The benefits of a Twin Split System are that you can cover a larger indoor area but still only have one outdoor unit, and for the main run, only one set of pipe work. Twin Splits are usually found in big rooms, like an open plan office, where both indoor units are doing the same thing in the same room. They have one shared remote control which controls both units simultaneously. They work together as a single system.
The main drawback of a Twin Split System is that you can’t control each indoor unit individually. They’re both either on or off and they are both set to the same temperature and both run in the same mode (heating or cooling). This is fine and just what you want in one big room, but not ideal if you want them in two different rooms.
The Multi Split System
A Multi Split System is slightly different to a twin split in that the outdoor condensing unit has multiple sets of refrigerant circuits and multiple sets of pipe work that go off towards each individual indoor unit.
The benefits of a Multi Split System are that you can have several indoor units running off one outdoor unit AND, unlike a twin split, each indoor unit has it’s own remote control and is independently controllable from all the other units (to a degree – keep reading).
A Multi Split can run up to five indoor units, though three is most common.
The main drawback of the Multi Split is that each indoor unit needs a full set of pipe work and cabling from the outdoor unit to each indoor unit. If you’re running 5 indoor units that’s 10 individual copper pipes running around your building.
The only other minor drawback with this type of system is that all the indoor units must be in the same mode, either heating OR cooling. Each individual indoor unit can be turned on and off, have its own fan speed and temperature setting, all independent of what any of the other units are set at, but you can’t have one set to cooling and another set to heating. Not a situation that arises often, but one to be aware of.
A System for each Scenario.
So as you can see, all the different types of air conditioning splits, with their associated pro’s & con’s, have their own specialist features which are best suited to differing scenarios.
These different benefits often work well when paired together throughout a building.
For instance, an office with an open plan area, several smaller offices and a computer server room (a very common setup in reality) could have a single split in its server room keeping the electronics cool, a twin split in the open plan office with two indoor units working in unison to cover the larger area, and a multi split system for each of the smaller individual offices. The perfect combination of all 3 system types.

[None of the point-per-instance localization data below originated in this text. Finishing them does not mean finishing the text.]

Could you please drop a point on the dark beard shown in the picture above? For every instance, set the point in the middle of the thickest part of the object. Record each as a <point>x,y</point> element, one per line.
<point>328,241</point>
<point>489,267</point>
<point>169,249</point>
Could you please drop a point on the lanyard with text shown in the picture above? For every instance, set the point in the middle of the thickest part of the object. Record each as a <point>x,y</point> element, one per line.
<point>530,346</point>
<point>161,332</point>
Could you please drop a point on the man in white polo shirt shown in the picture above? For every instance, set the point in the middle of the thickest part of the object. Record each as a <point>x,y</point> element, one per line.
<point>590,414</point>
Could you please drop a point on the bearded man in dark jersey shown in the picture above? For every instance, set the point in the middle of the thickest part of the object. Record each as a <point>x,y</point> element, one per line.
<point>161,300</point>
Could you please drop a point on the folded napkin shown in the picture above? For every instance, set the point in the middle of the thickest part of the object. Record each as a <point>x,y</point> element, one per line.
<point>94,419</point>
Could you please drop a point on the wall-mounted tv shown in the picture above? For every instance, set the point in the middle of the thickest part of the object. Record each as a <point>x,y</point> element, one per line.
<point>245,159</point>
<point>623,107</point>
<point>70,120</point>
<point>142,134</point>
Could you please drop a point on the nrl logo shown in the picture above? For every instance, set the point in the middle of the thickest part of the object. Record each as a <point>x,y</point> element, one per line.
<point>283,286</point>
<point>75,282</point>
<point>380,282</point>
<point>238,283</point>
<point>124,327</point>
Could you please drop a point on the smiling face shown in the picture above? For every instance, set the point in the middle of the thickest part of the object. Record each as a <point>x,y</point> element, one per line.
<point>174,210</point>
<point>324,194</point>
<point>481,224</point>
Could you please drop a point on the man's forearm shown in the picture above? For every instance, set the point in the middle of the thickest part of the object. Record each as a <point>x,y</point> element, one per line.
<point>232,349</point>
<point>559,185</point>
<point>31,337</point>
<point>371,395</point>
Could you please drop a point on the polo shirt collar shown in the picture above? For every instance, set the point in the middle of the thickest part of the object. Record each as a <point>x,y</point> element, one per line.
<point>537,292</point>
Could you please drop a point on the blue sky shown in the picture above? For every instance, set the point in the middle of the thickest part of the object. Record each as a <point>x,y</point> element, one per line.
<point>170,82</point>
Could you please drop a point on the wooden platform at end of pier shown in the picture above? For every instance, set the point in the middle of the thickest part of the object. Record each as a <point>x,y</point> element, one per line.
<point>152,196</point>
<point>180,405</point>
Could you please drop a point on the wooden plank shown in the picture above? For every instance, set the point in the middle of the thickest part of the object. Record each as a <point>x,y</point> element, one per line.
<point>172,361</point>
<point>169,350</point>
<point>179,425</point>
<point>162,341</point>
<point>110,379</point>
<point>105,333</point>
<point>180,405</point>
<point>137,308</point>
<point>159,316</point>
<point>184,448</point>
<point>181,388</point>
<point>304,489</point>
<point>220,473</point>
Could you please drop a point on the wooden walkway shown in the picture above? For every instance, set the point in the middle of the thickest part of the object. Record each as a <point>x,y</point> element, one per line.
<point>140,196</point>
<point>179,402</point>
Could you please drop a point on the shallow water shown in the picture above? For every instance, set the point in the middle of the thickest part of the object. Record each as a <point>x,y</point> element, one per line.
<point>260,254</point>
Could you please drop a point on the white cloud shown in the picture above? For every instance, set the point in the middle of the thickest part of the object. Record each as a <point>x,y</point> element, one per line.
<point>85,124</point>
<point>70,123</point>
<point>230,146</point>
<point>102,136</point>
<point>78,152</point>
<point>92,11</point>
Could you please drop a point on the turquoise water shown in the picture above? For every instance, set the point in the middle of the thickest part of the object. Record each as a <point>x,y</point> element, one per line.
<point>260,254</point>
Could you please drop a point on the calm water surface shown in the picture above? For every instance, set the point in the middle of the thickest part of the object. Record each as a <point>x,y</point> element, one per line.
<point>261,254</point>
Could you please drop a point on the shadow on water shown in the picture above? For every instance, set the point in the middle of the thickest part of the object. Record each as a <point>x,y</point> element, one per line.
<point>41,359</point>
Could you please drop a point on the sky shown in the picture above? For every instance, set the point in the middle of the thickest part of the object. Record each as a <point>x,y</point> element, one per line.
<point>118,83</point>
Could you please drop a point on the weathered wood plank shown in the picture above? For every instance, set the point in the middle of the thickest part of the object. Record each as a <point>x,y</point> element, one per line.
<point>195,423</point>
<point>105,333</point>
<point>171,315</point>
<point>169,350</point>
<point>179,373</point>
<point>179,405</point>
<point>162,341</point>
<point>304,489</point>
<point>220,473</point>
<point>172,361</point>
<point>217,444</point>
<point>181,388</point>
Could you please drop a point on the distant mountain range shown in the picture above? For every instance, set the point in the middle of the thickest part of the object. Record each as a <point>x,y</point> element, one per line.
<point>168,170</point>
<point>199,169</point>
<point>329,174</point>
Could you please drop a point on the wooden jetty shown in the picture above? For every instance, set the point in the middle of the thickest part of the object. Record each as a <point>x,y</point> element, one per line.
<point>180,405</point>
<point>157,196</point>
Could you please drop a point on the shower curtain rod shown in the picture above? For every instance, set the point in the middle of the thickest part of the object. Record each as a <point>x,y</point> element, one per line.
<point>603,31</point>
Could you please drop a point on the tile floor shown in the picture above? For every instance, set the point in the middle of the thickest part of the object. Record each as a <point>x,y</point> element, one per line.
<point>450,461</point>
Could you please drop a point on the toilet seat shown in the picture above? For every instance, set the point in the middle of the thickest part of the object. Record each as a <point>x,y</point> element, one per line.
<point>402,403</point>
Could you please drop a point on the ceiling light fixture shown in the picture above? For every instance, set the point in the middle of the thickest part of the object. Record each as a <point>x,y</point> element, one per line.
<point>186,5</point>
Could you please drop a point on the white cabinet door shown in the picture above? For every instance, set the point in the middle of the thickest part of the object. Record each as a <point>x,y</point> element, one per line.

The VRF System – Also known as a VRV.
Once your air conditioning requirements go from a few units to many units, big offices, entire floors, multi storey buildings etc, we move in to the realms of VRF (Variable Refrigerant Flow) or VRV (Variable Refrigerant Volume) systems – essentially the same thing just different trade names – which work like a combination of a Twin Split and a Mutli Split.
Like a Twin Split, they have just one main set of pipe work going from the big outdoor unit to inside the building. Once inside the building, these pipes go to a BC (branch controller) box from where a set of pipes goes to each individual indoor unit – like the Multi Split system.
VRF systems come in two main types – 2 pipe & 3 pipe.
In a 2 pipe system, like a Multi Split, each individual indoor unit has its own remote to control on, off, temperature etc, but all units will be in the same mode – either heating or cooling.
In a 3 pipe system, like a Single Split, each individual indoor unit is fully independent of any other and one can be in cooling mode while another is in heating mode.